Therefore, we must correct these deviations to a regular sampling grid. Note that we have anticipated here the use of the spectrum estimation which will be explained later in this paper (cf. 3.3). It is indeed always preferable to evaluate a method on the relevant criterion, here the SNR of the spectrum.

3.2.2 Correcting irregular sampling

To improve our spectrum estimator we need to obtain a linear OPD sampling, thus we need an interpolation method on nonuniform samples whose spectral preservation properties are compatible with the desired spectral SNR. Among the available methods we chose to compare a simple Fourier based solution to a functionally weighted Lagrange interpolation [12] of greater sophistication and complexity.

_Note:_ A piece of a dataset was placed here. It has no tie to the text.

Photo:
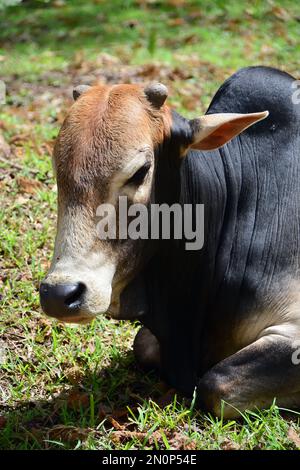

Our Fourier solution takes advantage of the fact that, in this particular case, the sampling step is locally almost regular. Thus we simply applied the shift theorem used to create the irregular sampling of 3.2 but with –OPD instead of + OPD to reverse the displacement of the sampling grid and thus approaching the original regular sampling. The stronger the oversampling in Fourier space, the better.

Since this solution is built on the hypothesis that the initial sampling is regular, it can only be an approximation.

Thus, we introduced the functionally weighted Lagrange interpolation which solves the oscillation problem between sampled points by weighting down the usual reconstructing Lagrangian basis functions and thus limiting oscillations (see Fig. 8).

 figure: Fig. 8.

Fig. 8. Comparison of errors made by Fourier and weighted Lagrangian reconstruction methods.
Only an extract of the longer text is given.